The trouble with the floats
Why float in a sea of uncertainty if you could decimal?
Floating point variables are weird.
- Their representation is not intuitve.
- You need to take special care if you want to compare them.
- Their exactness reduces with every step away from 0.
- Most of the time we use them although, we actually do not need them.
But what is a float? On most machines, we have IEEE single and double precission floating point operation support, so 32 and 64 bit datums. However, there are many more bitsizes in the annals of history; Zuse’s Z1 for example had 24-bit floats. Many relay based machines had 69 bits for float representation. Whatever size and exact rounding behaviour defined in a standard, the basic system holds true. Each float consists of 3 parts:
Depending on the defined format, significand, base and exponent have different lengths. For example, IEEE single precision uses 1 bit for the sign, 8bit for the exponent and 23bit for the significand. As the base is always 2 for single and double precision, it does not need to be stored.
This however locks the IEEE single and double precision floating point into a specific exactness. Only fractions that are base-2 representable, can be stored exact in these data formats. To compare them with other values one needs to actually compare the float ± epsilon with another value. Epsilon is an arbitrary value, that the user can choose, as a good enough treshold. However, in most cases, using the format specific epsilon, the smallest resolvable value of the format, is most sensible.
Also, as already stated, with each step away from 0, the possible resultion of ‘base = 2’ floats reduces. These and other mathematical properties of floats have been shown in much more detail with an 8-bit example by Volker Schatz. As well as, why floats, still remain exact if used properly.
However, in my opinion, if one discusses the problems of a solution, one should also discuss possible mitigations, if there are any of course. I sorted the workarounds known to me by usecase. If you know other usecases, please create an issue, so I can update this list.

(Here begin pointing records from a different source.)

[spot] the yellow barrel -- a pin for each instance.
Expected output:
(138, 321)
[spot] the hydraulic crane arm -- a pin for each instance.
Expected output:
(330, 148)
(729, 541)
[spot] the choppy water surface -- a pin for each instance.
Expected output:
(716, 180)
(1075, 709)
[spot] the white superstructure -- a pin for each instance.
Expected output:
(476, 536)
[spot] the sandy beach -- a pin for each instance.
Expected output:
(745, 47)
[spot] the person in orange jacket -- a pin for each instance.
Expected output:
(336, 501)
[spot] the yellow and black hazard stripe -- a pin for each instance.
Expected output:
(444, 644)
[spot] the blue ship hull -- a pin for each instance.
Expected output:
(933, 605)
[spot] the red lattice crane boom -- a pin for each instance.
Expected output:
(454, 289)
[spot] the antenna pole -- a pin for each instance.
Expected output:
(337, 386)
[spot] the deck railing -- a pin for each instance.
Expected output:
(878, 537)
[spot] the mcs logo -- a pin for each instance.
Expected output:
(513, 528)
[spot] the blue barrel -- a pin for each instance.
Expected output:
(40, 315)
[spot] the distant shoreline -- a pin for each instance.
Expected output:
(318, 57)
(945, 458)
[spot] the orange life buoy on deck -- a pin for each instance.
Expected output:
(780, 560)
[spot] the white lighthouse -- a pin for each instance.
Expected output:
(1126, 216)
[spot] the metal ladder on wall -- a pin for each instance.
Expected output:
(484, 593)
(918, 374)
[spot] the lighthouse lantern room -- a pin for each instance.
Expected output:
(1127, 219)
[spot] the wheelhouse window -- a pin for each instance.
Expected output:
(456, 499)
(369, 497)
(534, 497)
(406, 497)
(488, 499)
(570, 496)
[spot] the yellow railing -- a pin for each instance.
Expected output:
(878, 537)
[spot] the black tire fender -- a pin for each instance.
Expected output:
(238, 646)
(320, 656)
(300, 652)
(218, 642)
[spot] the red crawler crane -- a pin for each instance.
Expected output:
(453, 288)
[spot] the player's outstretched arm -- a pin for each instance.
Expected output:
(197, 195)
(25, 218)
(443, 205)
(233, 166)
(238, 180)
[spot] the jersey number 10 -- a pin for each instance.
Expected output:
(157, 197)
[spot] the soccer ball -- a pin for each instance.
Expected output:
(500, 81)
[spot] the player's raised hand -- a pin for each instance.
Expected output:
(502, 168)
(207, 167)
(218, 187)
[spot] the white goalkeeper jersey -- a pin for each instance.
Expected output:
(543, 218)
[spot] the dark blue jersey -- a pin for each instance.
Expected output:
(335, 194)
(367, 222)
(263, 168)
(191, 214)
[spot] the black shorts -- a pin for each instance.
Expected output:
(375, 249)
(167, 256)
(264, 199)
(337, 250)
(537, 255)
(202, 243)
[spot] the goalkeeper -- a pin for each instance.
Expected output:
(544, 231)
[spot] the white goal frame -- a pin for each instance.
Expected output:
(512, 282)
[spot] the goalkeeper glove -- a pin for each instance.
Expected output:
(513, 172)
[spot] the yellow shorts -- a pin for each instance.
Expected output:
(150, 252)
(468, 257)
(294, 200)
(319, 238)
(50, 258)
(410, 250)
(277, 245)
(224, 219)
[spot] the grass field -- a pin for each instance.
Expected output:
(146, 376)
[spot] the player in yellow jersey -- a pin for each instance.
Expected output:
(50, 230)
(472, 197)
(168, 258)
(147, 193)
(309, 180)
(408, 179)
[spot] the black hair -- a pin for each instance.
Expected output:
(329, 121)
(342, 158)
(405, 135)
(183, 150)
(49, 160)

Usecase: Currency and other base-10 Values
If your intended use-case is currency, or in other words, fractions with base 10, eg.: 3⁄10 = 0.3, as fractions that are not base 2, are not always representable. If you do not know why floating point variables should not be used for currency, you can try this snippet either on your machine or this online compiler.
The easiest workaroung is using decimals instead. This solution is however a lot slower, as it relies on software, instead of hardware with traditional single or double floating point arithmetic. But keep in mind, that in most usecases, this decrease in speed, will not be an issue.
Developing your own fractional representation
Since most languages dont have decimal support out of the box, one could develop their own system. Especially, if the target plattform does not have floating point support. This is even easier if the used language supports operator overloading, this way, the fraction can still be used like any other number. Keep in mind, that if your design is a straightforward implementation of the fractional system, calculating the least common multiple is a very expensive operation, that will be used frequently.
Usecase: Scaling a value
If your intended goal, is to scale a value, simply scale your source value up until your desired count of decimal places are before the decimal. Then apply your scaling factor. This is especially useful, if your source value is in a higher unit (eg. volts) then needed (eg. millivolts). If the resulting value is not in the correct dimension, one needs to reduce with the value that was used to scale, after applying the factor.
Usecase: Mapping a range to another
To map a range to another, a conversion factor is needed. However, the exactness of this factor is susceptible to rounding errors, even more so, if this factor is just calculated as a float without proper care. If the the target range is not a integer multiple of the source range, rounding errors will happen. To avoid this, shift your fraction counter.
int scaling = 4;
int convFactor = ((target_max - target_min) << scaling)
/ (source_max - source_min);
int offset = source - source_min;
int result = target_min + ((convFactor * offset) >> scaling);
C style snippet, that maps a range to another. If combined with some prescaling, (for the conversion factor), one can get finetuned results, even if no floating point unit is available.